Suite à ma présentation à Cayrac de Traces de Réalvillois, mon ami Pierre Caors a mentionné le cas de Jean-André Poumarède, un Réalvillois extraordinaire (1815-1869) connu comme le découvreur des phosphates de Caylus (une industrie qui déboucha sur 2000 emplois), mais dont aujourd’hui je vais mentionner une autre corde qu’il avait à son arc : son action au Mexique !

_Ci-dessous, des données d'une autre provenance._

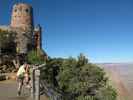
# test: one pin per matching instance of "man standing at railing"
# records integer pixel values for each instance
(23, 77)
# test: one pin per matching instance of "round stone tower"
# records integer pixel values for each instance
(22, 24)
(22, 16)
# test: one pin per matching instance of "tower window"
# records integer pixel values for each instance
(15, 10)
(26, 10)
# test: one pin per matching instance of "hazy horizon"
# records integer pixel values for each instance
(101, 29)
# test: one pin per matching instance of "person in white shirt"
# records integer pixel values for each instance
(22, 75)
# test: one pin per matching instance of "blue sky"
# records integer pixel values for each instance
(101, 29)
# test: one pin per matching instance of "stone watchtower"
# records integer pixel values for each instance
(22, 23)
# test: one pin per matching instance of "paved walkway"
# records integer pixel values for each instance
(8, 91)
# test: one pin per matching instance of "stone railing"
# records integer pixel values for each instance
(38, 84)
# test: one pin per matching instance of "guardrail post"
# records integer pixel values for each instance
(37, 84)
(32, 84)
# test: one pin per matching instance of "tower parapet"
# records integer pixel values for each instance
(22, 23)
(22, 16)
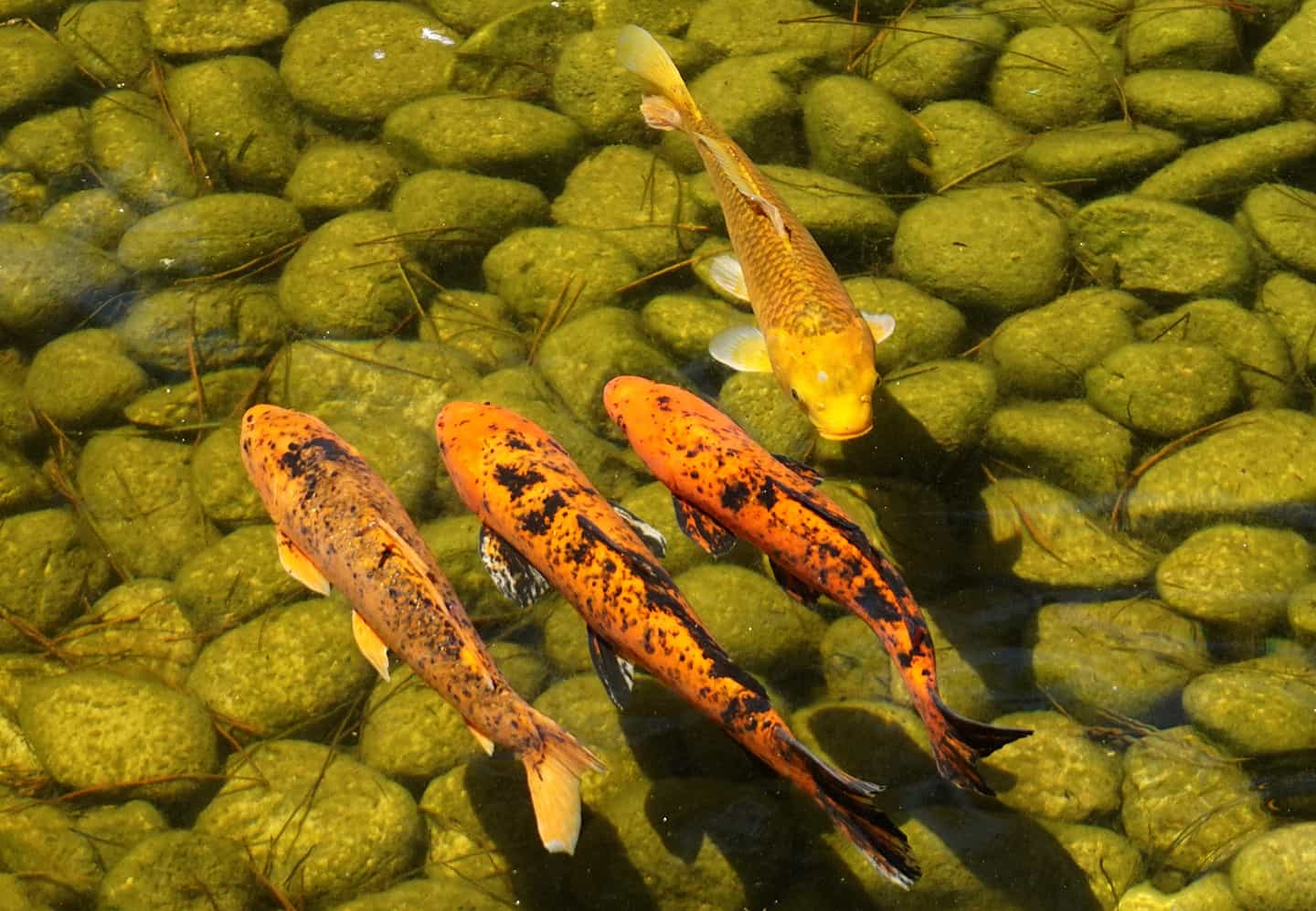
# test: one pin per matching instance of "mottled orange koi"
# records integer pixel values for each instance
(338, 524)
(545, 524)
(726, 486)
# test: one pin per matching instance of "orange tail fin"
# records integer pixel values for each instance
(852, 805)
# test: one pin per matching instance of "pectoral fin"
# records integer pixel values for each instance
(370, 645)
(514, 576)
(741, 348)
(299, 567)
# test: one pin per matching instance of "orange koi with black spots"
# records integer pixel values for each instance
(547, 525)
(726, 486)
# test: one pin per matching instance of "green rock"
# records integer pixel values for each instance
(1153, 245)
(1232, 166)
(1057, 772)
(634, 199)
(206, 26)
(48, 280)
(284, 671)
(137, 630)
(1186, 803)
(215, 233)
(448, 217)
(1202, 101)
(317, 823)
(48, 572)
(84, 379)
(930, 57)
(95, 217)
(1277, 871)
(493, 136)
(134, 737)
(334, 176)
(1163, 388)
(858, 132)
(580, 357)
(1235, 574)
(138, 496)
(182, 871)
(1067, 444)
(543, 272)
(998, 249)
(110, 41)
(1099, 154)
(1077, 86)
(214, 324)
(1125, 659)
(235, 579)
(239, 116)
(1183, 38)
(136, 154)
(36, 68)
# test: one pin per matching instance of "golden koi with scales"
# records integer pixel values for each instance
(338, 524)
(544, 524)
(810, 332)
(726, 486)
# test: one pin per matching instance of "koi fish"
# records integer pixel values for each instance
(338, 524)
(810, 334)
(726, 486)
(544, 524)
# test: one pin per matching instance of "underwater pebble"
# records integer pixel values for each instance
(998, 249)
(314, 819)
(1124, 657)
(96, 729)
(1235, 574)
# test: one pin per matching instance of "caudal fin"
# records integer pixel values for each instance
(960, 741)
(852, 805)
(553, 773)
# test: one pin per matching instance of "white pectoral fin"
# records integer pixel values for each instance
(881, 325)
(299, 567)
(741, 348)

Pourquoi est-il parti pour ce pays en 1848, date cruciale de l’histoire de France ? Etait-il charmé par le chant des sirènes qui en appelait à la ruée vers l’or en Californie ? J’ai plutôt tendance à penser qu’il y partit en 1851…

Visiblement, le tourisme n’est pas son souci. Il y travaille et son séjour dure sans doute jusqu’à l’arrivée des troupes françaises venues envahir le Mexique en 1863 sur ordre de Napoléon III, ce qui va mettre un terme à son projet grandiose de lutte contre les inondations de la vallée de Mexico.

Son travail a donné lieu à un livre bilingue qui nous permet de vérifier que plusieurs scientifiques se cachaient en la personne de Poumarère. Raymond Pulou qui a présenté le personnage à l’Académie des sciences en sa séance du 29 mai 1980 indique :

« Quand on examine ses publications on est frappé par la diversité des sujets traités. Citons deux études d'eaux minérales aveyronnaises, quatre mises au point de chimie analytique, quatre procédés métallurgiques nouveaux, une étude sur l'explosion spontanée du coton-poudre, trois sur la chimie du bois et enfin un ouvrage sur le Mexique. »

Le livre sur le Mexique est le témoignage émouvant d’un homme profondément généreux, désireux de faire le bien du peuple et soucieux de science appliqué.

Par l’humidité, les habitants étaient soumis à diverses maladies que Poumarède veut éradiquer à moindre frais et le plus sérieusement possible. Il montre son talent à unir à la fois, observation de la nature, expérimentation scientifique, connaissances historiques et souci du bien commun.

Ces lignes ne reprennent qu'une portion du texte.